The two of us continued past the plump lady and walked on the beach for a while. We had just completed an extra day of training to get Open Water Diver instead of Scuba Diver. A nice walk on a clean beach with blue water was just perfect, and a paranoid hermit crab was fun to play around with! Oh and we did end up at the same bar anyway to catch the sunset with a good bottle of beer or two sitting at one of their lovely tables. When is the last time you made a sand castle? I did then, although admittedly it was a disaster. This little girl’s was fantastic in comparison.
Scuba Diver entitles you to go 12 meters deep and only with professional guidance whereas Open Water Diver allows you 18 meters and you only need a diving ‘buddy’ (basically another certified diver). Unfortunately three out of our group of five could only complete Scuba Diver since their swimming and/or floating wasn’t up to the mark. You need to be able to swim 200 meters and float unassisted for 10 minutes for the course. We did our course with Khao Lak Explorers, and they were quite helpful and competent so we had a really good experience overall, ideal for the first time.

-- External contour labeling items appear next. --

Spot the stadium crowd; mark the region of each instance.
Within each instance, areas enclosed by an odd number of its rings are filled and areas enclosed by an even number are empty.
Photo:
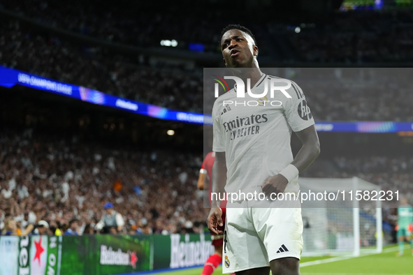
[[[24,235],[47,224],[61,234],[199,232],[205,216],[196,189],[201,165],[200,156],[173,150],[114,149],[76,136],[3,131],[0,230]],[[338,156],[316,161],[302,176],[357,176],[412,201],[412,171],[411,157]],[[108,209],[120,215],[117,226],[105,226]],[[392,223],[393,211],[384,214]]]
[[[202,43],[205,51],[219,52],[217,30],[231,23],[231,17],[208,9],[202,10],[202,16],[198,16],[194,10],[182,18],[174,13],[179,10],[147,13],[128,10],[122,5],[96,5],[94,1],[74,1],[67,5],[55,0],[7,0],[1,5],[3,8],[49,26],[140,47],[159,47],[163,39],[175,39],[181,49],[187,50],[189,43]],[[236,20],[243,23],[242,19]],[[413,16],[408,10],[336,13],[332,19],[317,24],[315,21],[305,24],[294,16],[289,20],[285,22],[275,17],[255,24],[249,22],[248,27],[263,47],[270,41],[277,44],[274,37],[287,36],[285,45],[291,47],[296,61],[413,61]],[[260,54],[271,54],[263,50]]]
[[[1,65],[159,106],[203,111],[199,68],[189,71],[179,66],[144,66],[139,60],[108,53],[99,47],[80,47],[24,29],[17,21],[8,21],[0,30]],[[340,76],[329,80],[299,77],[293,79],[305,91],[317,120],[413,119],[409,105],[413,94],[406,77],[358,82],[346,82]],[[207,103],[203,105],[208,111]]]
[[[41,222],[63,234],[199,232],[201,164],[189,154],[110,149],[76,137],[2,131],[0,230],[17,228],[22,234]],[[122,215],[124,226],[98,225],[108,208]]]

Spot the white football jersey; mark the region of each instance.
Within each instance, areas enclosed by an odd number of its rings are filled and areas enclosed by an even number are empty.
[[[291,131],[314,124],[301,89],[294,82],[285,91],[276,90],[270,98],[270,80],[282,80],[263,74],[251,89],[254,94],[265,90],[266,97],[256,98],[245,93],[237,98],[236,87],[219,96],[212,108],[212,150],[226,153],[227,193],[261,193],[264,179],[280,172],[293,161]],[[275,86],[285,86],[283,84]],[[286,192],[298,192],[298,177]]]

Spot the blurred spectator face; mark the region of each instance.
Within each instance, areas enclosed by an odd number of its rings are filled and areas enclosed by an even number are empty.
[[[117,234],[117,231],[116,230],[116,228],[114,227],[110,228],[109,232],[110,232],[110,234]]]
[[[38,234],[41,235],[45,235],[48,234],[48,228],[44,226],[40,226],[37,228],[37,230],[38,230]]]
[[[15,220],[10,220],[7,223],[6,228],[11,232],[15,232],[17,229],[17,225]]]
[[[78,228],[79,228],[79,223],[78,221],[73,221],[72,223],[71,223],[71,229],[73,231],[78,231]]]
[[[402,205],[406,205],[407,204],[407,199],[406,198],[406,197],[402,197],[400,198],[400,204]]]
[[[106,210],[105,210],[106,211],[106,213],[108,213],[109,215],[112,215],[112,212],[113,211],[113,208],[108,208]]]

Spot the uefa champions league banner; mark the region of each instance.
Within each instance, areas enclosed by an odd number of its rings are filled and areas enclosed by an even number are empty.
[[[0,237],[0,275],[111,275],[200,266],[209,235]]]
[[[0,86],[12,88],[15,85],[24,86],[49,93],[68,96],[92,104],[107,106],[124,111],[156,117],[196,124],[212,125],[211,116],[189,112],[180,112],[151,104],[138,102],[102,93],[81,86],[64,83],[32,73],[15,70],[0,65]]]

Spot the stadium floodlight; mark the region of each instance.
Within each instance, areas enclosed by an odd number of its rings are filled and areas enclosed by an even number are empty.
[[[176,47],[177,46],[177,41],[175,39],[173,40],[161,40],[161,46],[166,46],[166,47]]]
[[[380,186],[358,177],[300,178],[301,193],[374,191]],[[382,201],[317,201],[303,204],[303,255],[351,255],[381,253],[383,250]]]

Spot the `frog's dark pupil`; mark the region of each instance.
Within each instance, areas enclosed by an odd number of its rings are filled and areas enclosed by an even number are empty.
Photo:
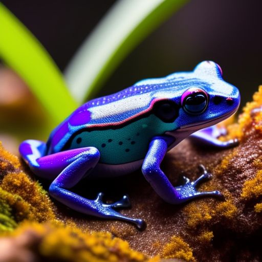
[[[164,103],[158,106],[156,115],[164,122],[172,122],[178,115],[177,106],[171,102]]]
[[[199,114],[206,109],[207,104],[206,96],[201,93],[193,94],[188,96],[183,106],[189,113]]]

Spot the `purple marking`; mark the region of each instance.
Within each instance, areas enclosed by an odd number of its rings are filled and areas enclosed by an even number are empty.
[[[73,126],[83,125],[91,119],[91,113],[87,108],[82,108],[75,111],[69,119],[69,123]]]

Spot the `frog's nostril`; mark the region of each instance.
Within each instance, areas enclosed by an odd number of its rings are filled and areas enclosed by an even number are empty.
[[[234,100],[232,97],[228,97],[226,101],[229,105],[232,105],[234,103]]]
[[[214,99],[213,99],[213,101],[214,102],[214,104],[219,104],[222,102],[223,98],[220,96],[215,96]]]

Khao Lak had so many places to go to that we rented cycles to skip from place to place. It gets increasingly difficult as the beers go in, but that much more enjoyable. You may be wondering what was special about that particular bar I’ve been referring too. Put together cheap beer, being able to play your own playlist through the bar speakers, a lot of happy people (some you know and some you don’t), initiating dancing, some more cheap beer, and dancing more (with everyone you don’t know, including locals, Europeans and the people managing the bar). Oh it’s fun, with this satisfying feeling that you changed the scene for the bar that night because of your playlist!
Word of advice: Don’t drink too much when you have to dive the next day. Never a good idea. But of course, we didn’t quite care until the next day arrived. I’ll spare you the details. Diving is a lot more technical than you would imagine. The equipment and protocol, rules and restrictions, and also the skills you need to master are significantly larger in number than expected. However, they aren’t that hard to do, provided you aren’t scared of water! Also, severe sea sickness makes it awfully frustrating to dive, as I observed.
Our final two dives were at the Similan islands, a one hour fifteen minute speed boat ride from Khao Lak. These islands are recognized worldwide for diving. The water a brilliant blue, our first dive was beyond words. However, the weather worsened as the day progressed, and before our second dive the sky was gray and it was pouring quite heavily. Amazingly, as soon as you submerge yourself, everything changes. It’s a different world down there. The boat rocked and the rain poured and the wind blew, and we gently drifted amongst coral and fish meters below the surface, unperturbed.
Diving. I always knew I would love it. But occasionally, very occasionally, certain things surpass even high expectations, and leave you in a state where your body has no form of reaction or expression of appreciation for it. That was diving for me.
If you have dived before and pursue it regularly, I’d love to hear about new spots to dive at, since I definitely want to continue diving. I’d love to hear your suggestions!